The “affordable urban living” delusion

The 7 Park Road development is a perfect illustration of the delusion that clouds our society.  It is billed as “affordable urban living” and yet shows all the hallmarks of waste and excess that push prices up and make it anything but affordable.  It demonstrates why cost of living is out of control and why we struggle to recover our economy.  It is of little doubt that the developers and architects mean well but they simply are so disconnected from the reality of the needs of affordable living that it is truly saddening.

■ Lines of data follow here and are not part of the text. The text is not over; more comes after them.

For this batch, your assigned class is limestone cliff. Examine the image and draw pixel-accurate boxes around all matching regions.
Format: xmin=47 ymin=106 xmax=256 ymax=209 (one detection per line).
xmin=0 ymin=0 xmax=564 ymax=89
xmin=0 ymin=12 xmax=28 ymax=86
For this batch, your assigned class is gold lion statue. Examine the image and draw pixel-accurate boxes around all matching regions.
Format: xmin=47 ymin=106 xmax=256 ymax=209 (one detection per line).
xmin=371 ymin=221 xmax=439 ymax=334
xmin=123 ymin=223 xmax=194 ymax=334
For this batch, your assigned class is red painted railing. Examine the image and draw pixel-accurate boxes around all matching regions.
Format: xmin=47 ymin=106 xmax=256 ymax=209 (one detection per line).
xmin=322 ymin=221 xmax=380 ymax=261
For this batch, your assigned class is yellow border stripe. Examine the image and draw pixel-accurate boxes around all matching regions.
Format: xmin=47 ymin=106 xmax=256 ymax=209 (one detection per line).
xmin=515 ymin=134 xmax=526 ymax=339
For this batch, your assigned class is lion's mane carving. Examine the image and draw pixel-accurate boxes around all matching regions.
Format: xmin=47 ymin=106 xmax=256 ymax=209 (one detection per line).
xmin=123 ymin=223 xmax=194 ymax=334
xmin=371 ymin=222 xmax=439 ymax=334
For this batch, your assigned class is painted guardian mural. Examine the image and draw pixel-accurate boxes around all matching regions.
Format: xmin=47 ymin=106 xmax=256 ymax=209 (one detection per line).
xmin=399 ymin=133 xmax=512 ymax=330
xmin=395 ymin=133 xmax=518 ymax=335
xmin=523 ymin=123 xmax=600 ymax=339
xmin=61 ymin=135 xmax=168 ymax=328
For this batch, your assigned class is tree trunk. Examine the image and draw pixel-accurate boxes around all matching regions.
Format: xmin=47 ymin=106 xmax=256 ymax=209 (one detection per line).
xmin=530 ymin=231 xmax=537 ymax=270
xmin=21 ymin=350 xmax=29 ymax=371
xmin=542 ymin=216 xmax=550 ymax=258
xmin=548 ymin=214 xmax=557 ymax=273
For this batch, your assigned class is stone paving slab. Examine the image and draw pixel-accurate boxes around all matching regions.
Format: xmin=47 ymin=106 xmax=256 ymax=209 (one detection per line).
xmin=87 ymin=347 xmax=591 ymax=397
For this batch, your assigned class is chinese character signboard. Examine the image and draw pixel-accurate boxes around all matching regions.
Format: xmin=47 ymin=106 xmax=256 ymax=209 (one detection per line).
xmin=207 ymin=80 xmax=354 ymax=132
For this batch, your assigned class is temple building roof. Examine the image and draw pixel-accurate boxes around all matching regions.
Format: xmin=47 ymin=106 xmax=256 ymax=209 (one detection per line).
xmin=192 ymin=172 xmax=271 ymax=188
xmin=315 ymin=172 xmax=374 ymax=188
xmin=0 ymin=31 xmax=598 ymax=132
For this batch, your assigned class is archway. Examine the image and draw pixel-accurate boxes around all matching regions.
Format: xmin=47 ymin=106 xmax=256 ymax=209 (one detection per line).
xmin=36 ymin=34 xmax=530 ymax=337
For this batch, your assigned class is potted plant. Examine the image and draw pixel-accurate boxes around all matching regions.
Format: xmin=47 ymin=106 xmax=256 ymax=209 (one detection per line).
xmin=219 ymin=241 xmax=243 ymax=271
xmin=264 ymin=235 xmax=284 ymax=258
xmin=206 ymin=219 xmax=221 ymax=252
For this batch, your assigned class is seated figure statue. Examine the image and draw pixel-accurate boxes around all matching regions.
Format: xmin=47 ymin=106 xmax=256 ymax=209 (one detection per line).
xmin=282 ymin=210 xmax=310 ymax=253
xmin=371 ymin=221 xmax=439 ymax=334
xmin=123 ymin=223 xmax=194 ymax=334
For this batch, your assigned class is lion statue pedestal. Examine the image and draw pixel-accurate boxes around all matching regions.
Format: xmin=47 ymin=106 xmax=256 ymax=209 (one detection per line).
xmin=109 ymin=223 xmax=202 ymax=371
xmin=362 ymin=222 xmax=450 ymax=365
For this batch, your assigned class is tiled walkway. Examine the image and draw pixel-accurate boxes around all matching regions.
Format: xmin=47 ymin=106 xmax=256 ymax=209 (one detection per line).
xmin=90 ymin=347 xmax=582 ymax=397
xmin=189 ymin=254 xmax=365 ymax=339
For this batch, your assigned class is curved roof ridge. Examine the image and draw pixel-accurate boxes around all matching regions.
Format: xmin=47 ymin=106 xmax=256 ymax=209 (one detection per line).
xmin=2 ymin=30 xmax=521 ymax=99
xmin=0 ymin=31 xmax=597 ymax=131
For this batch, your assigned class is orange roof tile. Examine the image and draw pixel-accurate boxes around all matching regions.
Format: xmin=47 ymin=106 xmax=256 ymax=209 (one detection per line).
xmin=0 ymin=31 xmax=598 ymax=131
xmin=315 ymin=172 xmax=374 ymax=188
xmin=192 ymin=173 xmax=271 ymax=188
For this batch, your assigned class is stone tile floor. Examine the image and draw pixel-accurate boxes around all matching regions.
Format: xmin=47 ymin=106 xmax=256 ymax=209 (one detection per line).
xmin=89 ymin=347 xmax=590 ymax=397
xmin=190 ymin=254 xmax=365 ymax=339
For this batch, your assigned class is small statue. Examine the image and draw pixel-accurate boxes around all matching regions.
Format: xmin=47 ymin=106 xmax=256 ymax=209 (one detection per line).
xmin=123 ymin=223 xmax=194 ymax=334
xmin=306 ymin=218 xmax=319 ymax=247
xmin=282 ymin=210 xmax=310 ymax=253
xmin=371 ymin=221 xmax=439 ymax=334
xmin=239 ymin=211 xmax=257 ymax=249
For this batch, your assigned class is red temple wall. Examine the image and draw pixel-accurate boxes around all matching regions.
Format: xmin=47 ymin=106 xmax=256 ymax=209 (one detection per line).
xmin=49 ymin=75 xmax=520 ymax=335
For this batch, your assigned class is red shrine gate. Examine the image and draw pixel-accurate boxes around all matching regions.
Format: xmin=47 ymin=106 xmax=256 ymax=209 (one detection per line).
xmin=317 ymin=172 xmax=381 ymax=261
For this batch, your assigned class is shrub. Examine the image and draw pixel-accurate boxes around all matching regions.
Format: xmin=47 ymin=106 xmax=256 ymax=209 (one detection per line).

Here’s a sample floorplan for a C type unit of 793 square feet.

It features:

  • Two bathrooms, one featuring a bathtub
  • A “walk in” closet that you have to walk through to get to one of the bathrooms
  • A massive kitchen with dishwasher, double sink and bar style seating
  • A massive living/diving area
  • A massive balcony

Who honestly is the target audience of this apartment?  Certainly it must target people with money to waste and is more deserving of the misguided “executive” label than “affordable”.  Too many people think that there are an abundance of people with money to waste. There was a long trend where nearly every one bedroom apartment listed on e-moo was listed as an “executive apartment” for ridiculous rates.  It’s sadly delusional.

Let’s step back for a minute, skip the executive delusion and assume something more realistic. Let’s assume the target audience is young single professionals, both Bermudian and expat, who would either rent or buy.

First off, most working young professionals spend a great deal of time in the office, often working late into the evening and then hoping to either relax or go out and do something after work.  While personally I love to cook, most young professionals don’t have time to do a lot of cooking.  A massive kitchen is an excess that adds a lot of expense for something that would be underused.  It’s an unnecessary means to push up the price and make the unit less attractive.

Then there’s the question of 2 bathrooms.  Why would a young professional, even a couple, living in a one bedroom apartment need two bathrooms?  That’s twice the cleaning and it suggests that for some reason they spend so much time entertaining that there is a need for a separate bathroom.  Again, this is an excess that the vast majority of the time would be underused because it is unnecessary.  It again pushes up the price and makes the unit less attractive for limited gain.

Then there’s the overall layout, its huge. A large living room and balcony are nice to haves. Most would love to have large spaces but again, much of it would likely be underused. Large underused spaces push up the cost of buying or renting.  They’re nice, but when you add each of these things up, it moves further and further away from “affordable”.

Nothing about this development matches the “affordable” label they’ve put on it.  It exemplifies waste and excess. This is a perfect example of the disconnect that Bermuda has with reality. We’re not catering to the real needs of the populace and instead catering to unrealistic daydreams. There is a false belief that everyone who works in international business is happy to waste the money they work hard for. This is why there are always apartments available to rent or buy in buildings like Atlantis and Dundonald, because few are interested in wasting that kind of money.

What we really need are urban living options that are truly affordable. You don’t have to look very far for ideas of what that is. Take New York’s first micro apartment development as a great example: Carmel Place. Beautiful apartments that maximize usable space in the name of affordability. This is then blended with an innovative service called Ollie that aims to add some of the amenities and convenience of a hotel to everyday living that caters very well to the young working professional.

You can literally fit two of these apartments in the space of one of the proposed 7 Park Road units. Here are some sample floorplans which maximize useable space and yet reduce the overall apartment size by nearly half. If the footprint is cut in half, hopefully the price could substantially be reduced making it more accessible for purchasing to live in or use as a rental.

Bermuda needs to get realistic.  “Affordable urban living” needs to actually be affordable. Housing remains excessively overpriced and as a result, our cost of living remains excessively high.  It makes everything difficult. Town could readily house more people, more affordably, without straining the island’s infrastructure. Doing so could remove many of the roadblocks we have on the road to recovery.  Sadly, we’re still delusional in embracing waste and excess rather than doing what it takes to deliver true affordability.